X
Business

Intel's excellent media adventure

SANTA CLARA, Calif., -- It was pure Hollywood: a nervous entertainment type pitching an ambitious project, a top executive with the power to give it a green light and a Southern California conference room overlooking the glistening Pacific Ocean.
Written by Emory Jr, Contributor
SANTA CLARA, Calif., -- It was pure Hollywood: a nervous entertainment type pitching an ambitious project, a top executive with the power to give it a green light and a Southern California conference room overlooking the glistening Pacific Ocean. But here's the twist: The executive doesn't work for a studio, a production company or a talent agency. Rather, he's a 61-year-old with a Ph.D. in chemical engineering, and he works for Intel.

The executive, Ron Whittier, listened intently to the pitch. At last, he leaned forward with his verdict: "I think this is great," he said, an opinion that soon triggered a multimillion-dollar investment in a small music company called Launch Media.
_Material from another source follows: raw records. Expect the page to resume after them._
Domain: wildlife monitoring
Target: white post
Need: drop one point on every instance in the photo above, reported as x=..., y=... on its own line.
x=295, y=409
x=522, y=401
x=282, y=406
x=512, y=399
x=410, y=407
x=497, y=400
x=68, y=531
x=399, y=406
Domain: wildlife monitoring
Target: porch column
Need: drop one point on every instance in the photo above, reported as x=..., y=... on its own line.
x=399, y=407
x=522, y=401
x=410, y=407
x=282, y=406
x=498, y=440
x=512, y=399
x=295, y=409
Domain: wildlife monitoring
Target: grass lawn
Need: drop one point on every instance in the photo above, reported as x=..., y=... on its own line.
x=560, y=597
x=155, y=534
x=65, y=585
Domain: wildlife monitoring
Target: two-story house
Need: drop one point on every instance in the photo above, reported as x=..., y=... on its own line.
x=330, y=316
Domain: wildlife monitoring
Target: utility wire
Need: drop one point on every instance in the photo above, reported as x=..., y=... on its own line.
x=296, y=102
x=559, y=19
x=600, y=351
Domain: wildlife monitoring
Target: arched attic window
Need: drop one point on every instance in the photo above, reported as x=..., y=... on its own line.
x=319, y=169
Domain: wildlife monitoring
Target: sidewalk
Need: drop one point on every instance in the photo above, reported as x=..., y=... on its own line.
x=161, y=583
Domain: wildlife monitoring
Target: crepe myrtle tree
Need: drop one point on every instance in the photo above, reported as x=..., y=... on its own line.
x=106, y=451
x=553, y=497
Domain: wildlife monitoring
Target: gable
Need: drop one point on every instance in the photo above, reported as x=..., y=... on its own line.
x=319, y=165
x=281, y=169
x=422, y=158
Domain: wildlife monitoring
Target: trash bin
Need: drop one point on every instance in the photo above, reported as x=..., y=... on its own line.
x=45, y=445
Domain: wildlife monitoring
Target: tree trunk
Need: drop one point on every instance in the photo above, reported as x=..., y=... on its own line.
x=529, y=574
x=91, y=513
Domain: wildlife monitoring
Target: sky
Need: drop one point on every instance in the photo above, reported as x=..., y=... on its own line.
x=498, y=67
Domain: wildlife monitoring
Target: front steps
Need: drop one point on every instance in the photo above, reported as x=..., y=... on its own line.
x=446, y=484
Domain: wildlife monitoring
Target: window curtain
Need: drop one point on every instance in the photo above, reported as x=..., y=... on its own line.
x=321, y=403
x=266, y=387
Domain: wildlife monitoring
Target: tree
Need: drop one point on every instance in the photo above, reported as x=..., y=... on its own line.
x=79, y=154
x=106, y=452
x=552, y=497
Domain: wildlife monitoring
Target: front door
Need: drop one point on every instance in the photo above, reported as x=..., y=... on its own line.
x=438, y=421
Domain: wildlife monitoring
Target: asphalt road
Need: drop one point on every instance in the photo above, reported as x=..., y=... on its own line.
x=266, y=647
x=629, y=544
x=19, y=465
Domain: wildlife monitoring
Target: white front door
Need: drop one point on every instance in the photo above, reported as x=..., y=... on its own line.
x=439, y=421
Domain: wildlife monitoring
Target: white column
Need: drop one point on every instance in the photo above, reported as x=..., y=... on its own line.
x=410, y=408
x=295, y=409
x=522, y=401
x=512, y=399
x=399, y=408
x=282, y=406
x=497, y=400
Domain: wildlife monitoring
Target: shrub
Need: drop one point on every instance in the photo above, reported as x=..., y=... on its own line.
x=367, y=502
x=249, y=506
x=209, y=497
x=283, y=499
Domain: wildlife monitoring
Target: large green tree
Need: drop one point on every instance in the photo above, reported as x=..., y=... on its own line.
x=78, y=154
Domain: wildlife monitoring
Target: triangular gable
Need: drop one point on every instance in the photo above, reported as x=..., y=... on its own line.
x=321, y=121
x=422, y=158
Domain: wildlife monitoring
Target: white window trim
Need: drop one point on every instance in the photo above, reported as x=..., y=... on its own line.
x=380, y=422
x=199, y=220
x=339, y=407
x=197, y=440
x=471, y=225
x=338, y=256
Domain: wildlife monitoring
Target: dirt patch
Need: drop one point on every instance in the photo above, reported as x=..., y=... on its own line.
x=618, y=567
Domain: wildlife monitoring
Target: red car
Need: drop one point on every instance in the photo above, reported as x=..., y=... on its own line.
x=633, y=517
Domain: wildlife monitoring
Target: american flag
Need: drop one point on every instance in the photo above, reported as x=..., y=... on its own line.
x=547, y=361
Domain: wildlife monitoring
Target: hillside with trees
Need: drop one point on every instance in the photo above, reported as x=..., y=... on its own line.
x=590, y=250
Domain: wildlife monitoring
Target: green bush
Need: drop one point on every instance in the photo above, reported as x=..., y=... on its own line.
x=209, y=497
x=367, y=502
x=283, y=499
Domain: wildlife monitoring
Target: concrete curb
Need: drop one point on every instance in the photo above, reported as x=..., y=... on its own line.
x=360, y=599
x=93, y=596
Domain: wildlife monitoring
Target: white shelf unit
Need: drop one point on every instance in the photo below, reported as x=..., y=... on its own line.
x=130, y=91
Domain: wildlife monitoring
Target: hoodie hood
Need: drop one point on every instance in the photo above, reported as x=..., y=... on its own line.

Over the last three years, Whittier, general manager of Intel's 300-person content group, has sat through hundreds of pitches like this one. He rarely reacts quite so enthusiastically. Still, for a certain segment of the entertainment industry, Whittier has become the man to see, and his treasured endorsement has become golden in Hollywood and new-media circles.




Intel may expand its horizons somewhat, but it's mainstay is still chips.


Intel's biggest worry is the FTC's antitrust action.




I've seen Ron leave some rooms with people just waving business plans at him ... people saying, 'Ron, can I just have three minutes of your time,'" says analyst Richard Doherty, director of research for Envisioneering, of Seaford, N.Y.

Since 1995, under Whittier's supervision, the computer-chip colossus has quietly invested in or provided technology to a surprisingly vast array of media companies, both well-known and obscure. The list reads like an attendance sheet for an entertainment-technology conference: Cnet, Avid, Ticketmaster, CBS Sportsline, Creative Artists Agency, Liquid Audio and scores of others. For multimedia music publisher Launch Media, as for most of its chosen partners, Intel has contributed a mix of expertise, equipment and money.

The price tag for Intel's investment spree: about $750 million. That figure includes plenty of spending on technology ventures that don't fall under Whittier's content group. But roughly one-third has been devoted to the media and entertainment domain that Whittier oversees, Doherty estimates.

As a result, in Silicon Valley, Intel now ranks with the likes of Kleiner Perkins Caufield and Byers, and Hummer Winblad Venture Partners among highly sought-after sources of venture capital. And Hollywood, meanwhile, "now sees Intel as a real force in their industry," says Gary Arlen, longtime media analyst and president of Arlen Communications in Bethesda, Md.

The emergence of engineer Whittier as one of digital Hollywood's most respected power brokers reflects the strange crosscurrents roiling the entertainment industry today. While the long-anticipated marriage of Hollywood and Silicon Valley has been much rockier than once forecast, Intel's growing influence in the "content" arena reveals that the oil and water of technology and entertainment can mix after all, and sometimes quite profitably.

For Intel, however, the mission isn't primarily financial, at least in the short run. Yes, the company would rather make money than lose money on its venture investments. But Intel is chiefly interested in aiding its core business of selling microprocessors.

Power-hungry content
Historically, the company has juiced demand for its products by making ever-more-powerful chips that run ever-more-powerful programs. The constant escalation of computing power has forced businesses and consumers to upgrade frequently. So by investing in content that pushes the boundaries of what computers can do, Intel figures it's helping to beef up long-term demand for sophisticated computing products.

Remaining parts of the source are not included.